Il vangelo di Giovanni, al capitolo 6, ci presenta il condividere di Gesù Cristo. Tutta un’altra storia. Lui vede la folla. Anche i discepoli l’hanno vista. Ma loro vedono nella folla un peso, un problema, mentre Gesù vede gente che ha bisogno sia del Pane della Parola, che lui ha appena dato (lui che è nato a Betlemme, la “casa del Pane”), ma anche del pane quotdiano. Come sempre, è chi ha gli occhi puntati su Dio che riesce a vedere il mondo con oggettività. Il santo è sempre inculturato, l’unico inculturato davvero.

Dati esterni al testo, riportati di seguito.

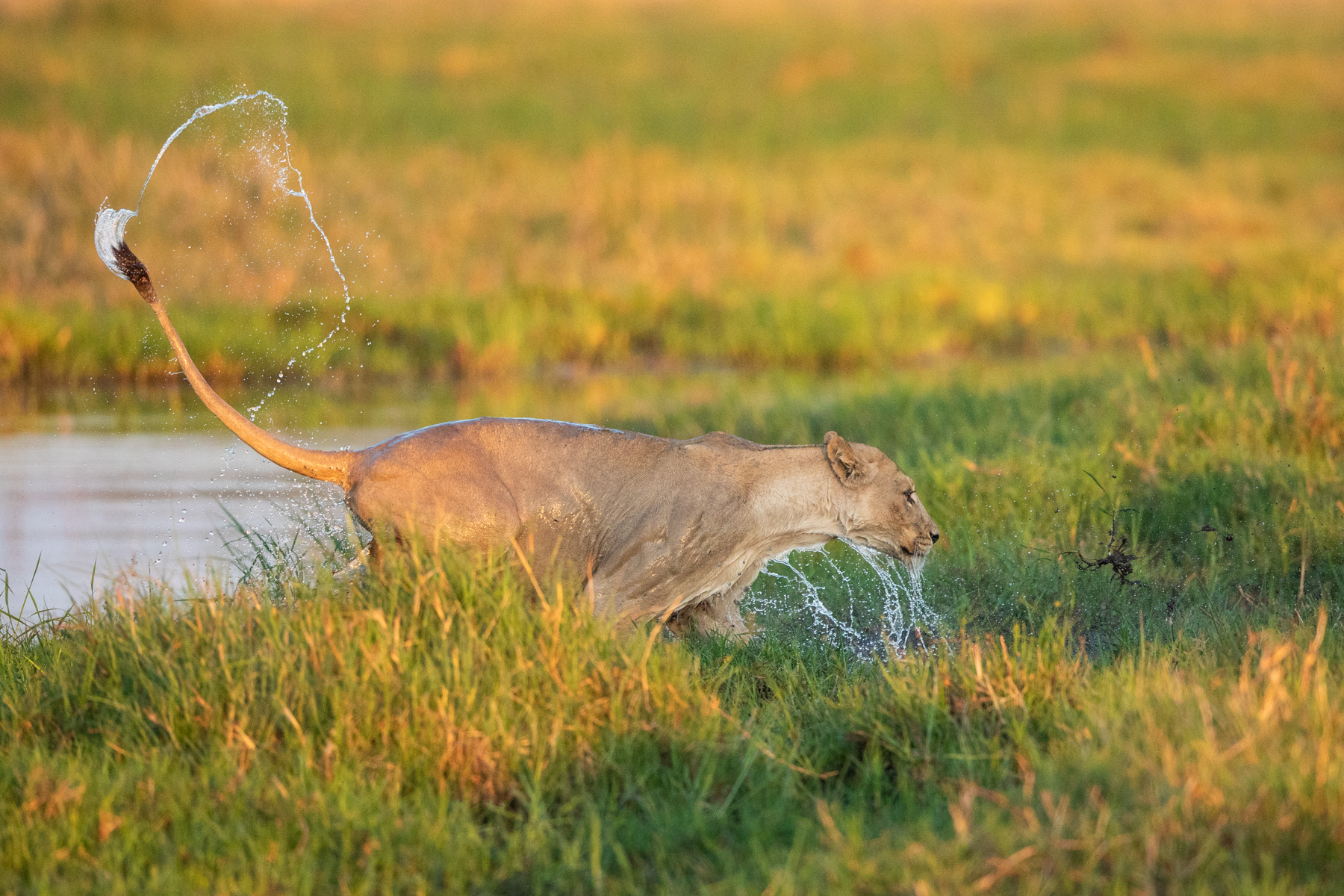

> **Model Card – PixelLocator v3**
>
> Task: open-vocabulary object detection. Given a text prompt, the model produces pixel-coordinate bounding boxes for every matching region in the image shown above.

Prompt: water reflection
[0,430,390,607]
[0,372,890,617]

Allora sfida Filippo, il discepolo studiato, quello che sa il greco, il cosmopolita del gruppo: “Dove possiamo comprare il pane perchè costoro abbiano da mangiare?” E Filippo con tutta la sua saccenza non sa guardare più il là del proprio naso. Si ferma ai fatti: “Duecento denari di pane non sono sufficienti neppure perchè ognuno possa riceverne un pezzo”. Interviene allora Andrea, amico della prima ora ma anche compaesano di Gesù, probabilmente con tono più mediatore se non addirittura ironico (me lo immagino parlare in dialetto, lui il pescatore di Cafarnao che parla al falegname di Nazareth): “C’è qui un ragazzo con cinque pani e due pesci... ma che cos’è questo per tanta gente?”

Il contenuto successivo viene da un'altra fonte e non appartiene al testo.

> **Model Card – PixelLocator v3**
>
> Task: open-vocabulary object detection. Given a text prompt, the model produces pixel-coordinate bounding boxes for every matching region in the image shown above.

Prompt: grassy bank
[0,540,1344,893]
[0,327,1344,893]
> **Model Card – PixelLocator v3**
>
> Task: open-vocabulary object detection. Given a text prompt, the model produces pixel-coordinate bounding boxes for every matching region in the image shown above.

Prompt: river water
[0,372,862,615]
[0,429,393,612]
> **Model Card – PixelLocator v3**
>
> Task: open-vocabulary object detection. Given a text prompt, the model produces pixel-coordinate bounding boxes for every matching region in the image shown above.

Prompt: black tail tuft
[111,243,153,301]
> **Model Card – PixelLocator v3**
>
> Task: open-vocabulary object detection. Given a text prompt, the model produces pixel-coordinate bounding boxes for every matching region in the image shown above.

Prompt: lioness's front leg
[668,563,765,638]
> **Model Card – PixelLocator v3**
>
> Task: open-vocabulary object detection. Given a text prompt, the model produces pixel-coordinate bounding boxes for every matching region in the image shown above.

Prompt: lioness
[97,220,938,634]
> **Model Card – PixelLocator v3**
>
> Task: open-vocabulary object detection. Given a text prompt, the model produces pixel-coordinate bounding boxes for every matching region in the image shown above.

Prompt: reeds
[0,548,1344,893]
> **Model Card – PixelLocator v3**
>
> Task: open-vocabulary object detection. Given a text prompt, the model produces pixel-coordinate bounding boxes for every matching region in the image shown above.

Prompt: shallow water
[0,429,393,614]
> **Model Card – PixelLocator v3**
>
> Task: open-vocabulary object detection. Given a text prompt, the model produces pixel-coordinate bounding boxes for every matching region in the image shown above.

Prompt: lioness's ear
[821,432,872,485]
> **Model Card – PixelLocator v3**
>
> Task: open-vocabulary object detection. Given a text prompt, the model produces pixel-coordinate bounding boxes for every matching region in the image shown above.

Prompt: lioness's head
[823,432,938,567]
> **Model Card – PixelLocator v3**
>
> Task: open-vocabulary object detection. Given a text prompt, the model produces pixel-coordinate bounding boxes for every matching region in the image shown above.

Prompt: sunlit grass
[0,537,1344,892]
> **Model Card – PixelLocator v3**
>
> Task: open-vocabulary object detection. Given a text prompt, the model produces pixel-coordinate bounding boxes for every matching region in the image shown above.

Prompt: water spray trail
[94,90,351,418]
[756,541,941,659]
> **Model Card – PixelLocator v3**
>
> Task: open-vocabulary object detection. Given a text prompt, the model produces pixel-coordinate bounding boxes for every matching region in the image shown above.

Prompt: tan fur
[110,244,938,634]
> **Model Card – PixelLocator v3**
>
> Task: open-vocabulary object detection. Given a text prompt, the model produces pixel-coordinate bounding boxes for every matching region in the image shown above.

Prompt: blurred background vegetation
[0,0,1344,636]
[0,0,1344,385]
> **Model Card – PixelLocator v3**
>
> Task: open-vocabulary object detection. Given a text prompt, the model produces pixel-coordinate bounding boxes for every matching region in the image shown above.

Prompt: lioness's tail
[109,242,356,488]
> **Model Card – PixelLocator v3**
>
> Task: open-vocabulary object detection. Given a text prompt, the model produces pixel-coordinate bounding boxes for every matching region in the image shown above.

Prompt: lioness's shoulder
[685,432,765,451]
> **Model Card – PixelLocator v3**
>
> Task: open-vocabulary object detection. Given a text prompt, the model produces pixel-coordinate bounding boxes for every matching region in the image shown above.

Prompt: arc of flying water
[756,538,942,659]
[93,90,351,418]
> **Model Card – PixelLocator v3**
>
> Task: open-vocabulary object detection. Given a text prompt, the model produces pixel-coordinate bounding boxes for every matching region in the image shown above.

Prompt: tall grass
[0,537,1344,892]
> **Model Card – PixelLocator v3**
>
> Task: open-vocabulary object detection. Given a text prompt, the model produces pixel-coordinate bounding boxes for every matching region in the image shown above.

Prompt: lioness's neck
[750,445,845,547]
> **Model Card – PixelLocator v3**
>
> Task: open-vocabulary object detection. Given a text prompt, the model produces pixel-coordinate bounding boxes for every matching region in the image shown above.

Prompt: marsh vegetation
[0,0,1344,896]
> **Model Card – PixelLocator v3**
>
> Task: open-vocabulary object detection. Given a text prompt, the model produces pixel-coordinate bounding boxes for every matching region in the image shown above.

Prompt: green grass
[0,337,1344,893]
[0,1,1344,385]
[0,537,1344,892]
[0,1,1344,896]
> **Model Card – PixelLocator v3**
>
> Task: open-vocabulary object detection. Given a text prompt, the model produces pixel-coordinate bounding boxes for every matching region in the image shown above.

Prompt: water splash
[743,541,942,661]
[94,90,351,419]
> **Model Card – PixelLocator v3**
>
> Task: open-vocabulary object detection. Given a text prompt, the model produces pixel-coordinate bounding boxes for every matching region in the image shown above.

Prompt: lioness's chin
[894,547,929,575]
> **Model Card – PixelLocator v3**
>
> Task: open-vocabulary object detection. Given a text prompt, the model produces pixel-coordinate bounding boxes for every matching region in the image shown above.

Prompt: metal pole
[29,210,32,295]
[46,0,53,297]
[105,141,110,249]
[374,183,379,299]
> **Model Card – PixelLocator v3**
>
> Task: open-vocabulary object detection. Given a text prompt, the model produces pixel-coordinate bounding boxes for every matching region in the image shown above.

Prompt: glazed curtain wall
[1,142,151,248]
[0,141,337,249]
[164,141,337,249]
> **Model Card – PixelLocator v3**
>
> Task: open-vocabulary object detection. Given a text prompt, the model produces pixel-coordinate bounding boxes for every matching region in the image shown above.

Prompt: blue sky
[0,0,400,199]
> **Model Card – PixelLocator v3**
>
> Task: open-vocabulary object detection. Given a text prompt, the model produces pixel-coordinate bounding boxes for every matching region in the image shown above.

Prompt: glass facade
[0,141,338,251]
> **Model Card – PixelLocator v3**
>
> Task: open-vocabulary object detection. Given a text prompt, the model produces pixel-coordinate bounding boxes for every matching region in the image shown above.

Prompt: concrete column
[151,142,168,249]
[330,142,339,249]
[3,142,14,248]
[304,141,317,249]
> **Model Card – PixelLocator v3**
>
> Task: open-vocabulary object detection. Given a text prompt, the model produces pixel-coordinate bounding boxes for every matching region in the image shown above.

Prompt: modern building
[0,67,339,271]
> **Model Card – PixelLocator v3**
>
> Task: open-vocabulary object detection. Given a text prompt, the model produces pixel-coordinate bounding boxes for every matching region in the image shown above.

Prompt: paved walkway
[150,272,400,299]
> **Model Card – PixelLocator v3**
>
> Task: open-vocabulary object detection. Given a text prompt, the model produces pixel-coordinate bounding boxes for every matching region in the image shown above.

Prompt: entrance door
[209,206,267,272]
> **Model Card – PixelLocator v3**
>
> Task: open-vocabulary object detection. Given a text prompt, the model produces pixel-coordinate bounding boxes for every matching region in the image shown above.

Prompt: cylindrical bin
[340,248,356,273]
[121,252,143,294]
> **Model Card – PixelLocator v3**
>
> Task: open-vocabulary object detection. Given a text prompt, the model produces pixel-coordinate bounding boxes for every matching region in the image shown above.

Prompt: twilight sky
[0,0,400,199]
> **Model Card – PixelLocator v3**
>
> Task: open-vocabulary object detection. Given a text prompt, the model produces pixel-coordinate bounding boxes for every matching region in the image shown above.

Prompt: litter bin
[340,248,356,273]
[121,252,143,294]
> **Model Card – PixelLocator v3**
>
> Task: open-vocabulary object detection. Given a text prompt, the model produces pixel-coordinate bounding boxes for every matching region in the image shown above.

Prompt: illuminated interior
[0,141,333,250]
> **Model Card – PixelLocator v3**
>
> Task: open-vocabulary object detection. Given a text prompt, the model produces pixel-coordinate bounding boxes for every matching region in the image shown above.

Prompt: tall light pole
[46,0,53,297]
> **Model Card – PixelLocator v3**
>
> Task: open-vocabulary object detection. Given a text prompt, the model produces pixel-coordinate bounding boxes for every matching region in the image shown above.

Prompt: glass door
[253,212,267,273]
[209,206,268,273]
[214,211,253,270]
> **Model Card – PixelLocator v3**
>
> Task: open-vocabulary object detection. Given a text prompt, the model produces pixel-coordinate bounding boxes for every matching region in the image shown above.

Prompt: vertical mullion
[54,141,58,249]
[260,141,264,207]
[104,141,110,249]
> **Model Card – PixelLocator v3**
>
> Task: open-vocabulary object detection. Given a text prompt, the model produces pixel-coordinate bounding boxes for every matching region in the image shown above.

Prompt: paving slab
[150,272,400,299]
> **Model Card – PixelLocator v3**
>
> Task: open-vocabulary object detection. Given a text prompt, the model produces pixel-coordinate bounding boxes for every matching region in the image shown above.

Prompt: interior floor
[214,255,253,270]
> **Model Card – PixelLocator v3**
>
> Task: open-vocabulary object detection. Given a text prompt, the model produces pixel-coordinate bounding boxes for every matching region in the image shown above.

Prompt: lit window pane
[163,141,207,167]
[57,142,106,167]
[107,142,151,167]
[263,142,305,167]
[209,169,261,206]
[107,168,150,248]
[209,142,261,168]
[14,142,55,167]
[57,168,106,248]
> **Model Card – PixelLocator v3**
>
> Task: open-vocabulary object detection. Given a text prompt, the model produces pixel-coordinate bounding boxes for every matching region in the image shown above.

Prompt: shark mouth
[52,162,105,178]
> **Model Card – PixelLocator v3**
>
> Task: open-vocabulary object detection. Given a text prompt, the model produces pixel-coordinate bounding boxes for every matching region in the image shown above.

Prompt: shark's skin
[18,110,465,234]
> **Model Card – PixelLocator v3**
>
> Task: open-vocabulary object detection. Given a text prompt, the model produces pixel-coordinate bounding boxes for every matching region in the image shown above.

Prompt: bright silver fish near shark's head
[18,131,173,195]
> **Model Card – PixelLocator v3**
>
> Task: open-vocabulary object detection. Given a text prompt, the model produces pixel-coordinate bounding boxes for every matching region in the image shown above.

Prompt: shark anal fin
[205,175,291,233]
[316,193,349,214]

Gesù sorride a questi due discepoli che stanno imparando l’arte di rispondere alle domande scomode con domande stupide e dice “Fateli sedere”. E qui l’evangelista tira fuori un pennello di verde e li fa sedere sull’erba

Mi ha sempre colpito questa nota gentile, tra l’altro presente anche nei racconti di Matteo e di Marco. Mi sembra una metafora della gentilezza di Dio, che il bene lo fa sempre... bene. Non come noi che a volte “facciamo la carità” abbassando lo sguardo, storcendo il naso, o – peggio – alzando la voce. No; Dio quando dimostra il suo amore ti fa sedere sull’erba verde. Ti fa tornare nel giardino della sua presenza. Sedersi con Dio che spezza il pane per noi e con noi. Questa è la condivisione. Il resto è fariseismo che asservisce i “poveri” a recipienti del nostro perbenismo opulento e staccato.

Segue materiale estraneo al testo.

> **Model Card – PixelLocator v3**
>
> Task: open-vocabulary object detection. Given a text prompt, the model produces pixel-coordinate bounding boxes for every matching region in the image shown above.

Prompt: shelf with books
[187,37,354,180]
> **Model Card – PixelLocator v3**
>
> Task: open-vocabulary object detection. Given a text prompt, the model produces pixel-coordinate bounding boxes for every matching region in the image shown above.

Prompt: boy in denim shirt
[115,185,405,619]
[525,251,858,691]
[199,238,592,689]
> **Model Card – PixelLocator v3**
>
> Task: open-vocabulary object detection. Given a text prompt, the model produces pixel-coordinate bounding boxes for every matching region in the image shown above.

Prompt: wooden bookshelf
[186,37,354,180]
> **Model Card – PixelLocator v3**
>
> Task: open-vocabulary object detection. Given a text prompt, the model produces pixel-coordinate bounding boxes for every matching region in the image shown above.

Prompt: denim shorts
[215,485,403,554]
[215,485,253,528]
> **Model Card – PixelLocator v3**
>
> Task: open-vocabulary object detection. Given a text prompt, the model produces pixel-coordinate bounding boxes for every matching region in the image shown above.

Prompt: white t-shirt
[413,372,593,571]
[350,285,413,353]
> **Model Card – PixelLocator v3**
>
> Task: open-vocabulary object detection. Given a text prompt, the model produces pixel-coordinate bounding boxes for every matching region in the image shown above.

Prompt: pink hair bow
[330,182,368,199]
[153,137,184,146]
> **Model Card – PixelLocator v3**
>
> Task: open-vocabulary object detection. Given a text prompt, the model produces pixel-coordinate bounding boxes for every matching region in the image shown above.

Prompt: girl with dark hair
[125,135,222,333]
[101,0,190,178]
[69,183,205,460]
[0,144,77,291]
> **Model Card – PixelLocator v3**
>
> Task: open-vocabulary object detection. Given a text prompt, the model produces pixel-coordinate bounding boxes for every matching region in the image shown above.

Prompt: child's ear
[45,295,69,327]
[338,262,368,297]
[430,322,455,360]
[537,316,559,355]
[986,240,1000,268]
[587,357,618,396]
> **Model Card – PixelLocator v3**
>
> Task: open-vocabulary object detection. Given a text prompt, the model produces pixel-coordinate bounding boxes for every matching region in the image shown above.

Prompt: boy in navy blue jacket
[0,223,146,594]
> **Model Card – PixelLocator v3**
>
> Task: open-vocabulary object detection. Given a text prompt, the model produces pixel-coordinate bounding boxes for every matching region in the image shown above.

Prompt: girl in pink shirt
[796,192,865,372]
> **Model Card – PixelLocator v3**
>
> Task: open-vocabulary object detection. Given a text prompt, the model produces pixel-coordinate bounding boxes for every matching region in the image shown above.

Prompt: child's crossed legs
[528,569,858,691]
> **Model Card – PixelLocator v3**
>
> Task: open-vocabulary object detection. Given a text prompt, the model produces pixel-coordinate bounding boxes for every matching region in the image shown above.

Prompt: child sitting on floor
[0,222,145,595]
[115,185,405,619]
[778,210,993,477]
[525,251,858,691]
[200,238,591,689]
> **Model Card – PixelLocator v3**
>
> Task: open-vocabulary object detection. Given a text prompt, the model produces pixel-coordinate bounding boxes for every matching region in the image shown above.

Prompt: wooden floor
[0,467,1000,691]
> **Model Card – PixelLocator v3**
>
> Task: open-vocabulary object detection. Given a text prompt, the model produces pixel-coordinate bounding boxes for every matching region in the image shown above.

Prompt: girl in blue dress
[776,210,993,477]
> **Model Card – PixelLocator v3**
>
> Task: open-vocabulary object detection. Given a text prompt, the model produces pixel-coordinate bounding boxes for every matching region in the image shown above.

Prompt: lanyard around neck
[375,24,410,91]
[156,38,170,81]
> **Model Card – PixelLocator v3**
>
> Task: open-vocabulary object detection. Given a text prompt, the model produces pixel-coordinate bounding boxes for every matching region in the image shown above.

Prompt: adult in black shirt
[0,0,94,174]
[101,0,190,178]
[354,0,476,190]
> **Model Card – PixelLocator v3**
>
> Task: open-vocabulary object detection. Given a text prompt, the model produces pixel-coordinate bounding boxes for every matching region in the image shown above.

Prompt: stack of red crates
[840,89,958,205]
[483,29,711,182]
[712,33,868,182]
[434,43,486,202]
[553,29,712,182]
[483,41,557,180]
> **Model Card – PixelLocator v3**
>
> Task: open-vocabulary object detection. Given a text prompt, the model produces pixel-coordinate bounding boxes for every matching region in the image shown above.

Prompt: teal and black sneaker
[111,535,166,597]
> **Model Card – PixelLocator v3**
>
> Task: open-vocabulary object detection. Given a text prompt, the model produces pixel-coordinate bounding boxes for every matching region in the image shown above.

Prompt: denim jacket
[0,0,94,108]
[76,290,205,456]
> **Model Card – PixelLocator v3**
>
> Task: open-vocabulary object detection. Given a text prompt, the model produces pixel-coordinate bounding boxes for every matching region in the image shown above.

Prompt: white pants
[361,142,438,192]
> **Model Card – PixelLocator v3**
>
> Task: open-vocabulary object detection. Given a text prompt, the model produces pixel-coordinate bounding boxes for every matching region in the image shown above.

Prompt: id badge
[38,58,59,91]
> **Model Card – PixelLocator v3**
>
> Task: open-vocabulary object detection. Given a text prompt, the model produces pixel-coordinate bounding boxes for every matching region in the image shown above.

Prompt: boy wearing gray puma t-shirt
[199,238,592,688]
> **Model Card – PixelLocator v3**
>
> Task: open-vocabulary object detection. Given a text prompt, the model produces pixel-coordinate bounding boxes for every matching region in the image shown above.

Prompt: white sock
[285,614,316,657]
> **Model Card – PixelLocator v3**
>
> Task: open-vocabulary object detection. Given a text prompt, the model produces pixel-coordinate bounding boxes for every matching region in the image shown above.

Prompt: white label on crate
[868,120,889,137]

La cultura sudanese conosce decine e decine di lingue, cucine, tradizioni, costumi. Il nostro è un Paese davvero largo. Se c’è una cosa, però, che accomuna tutti i sudanesi in modo davvero marcato è l’incrollabile e immancabile tendenza di condividere quello che si mangia. Quando passi di fronte a qualcuno che sta mangiando, non esiste altro saluto che “Faddal”, ovvero “favorisci”. È così automatico, che a volte i miei bambini a scuola mi dicono faddal anche quando il loro sandwich è finito e non rimane altro che leccarsi le dita... Ma scherzi a parte, è davvero interessante come di fronte al cibo la vita sembri fermarsi: il lavoro, le beghe, le parole vane. Ci si ferma e si mangia insieme. In silenzio. E poi si ritorna alle attività del giorno. Sembra quasi una liturgia. Noi missionari stranieri spesso ce ne stiamo fuori da questa liturgia, più in nome dell’efficienza nell’uso del tempo... ma a volte ho come l’impressione che facciamo da spettatori alla vita della gente. Spezziamo il Pane, ma non il pane. Che sia ora di condividere?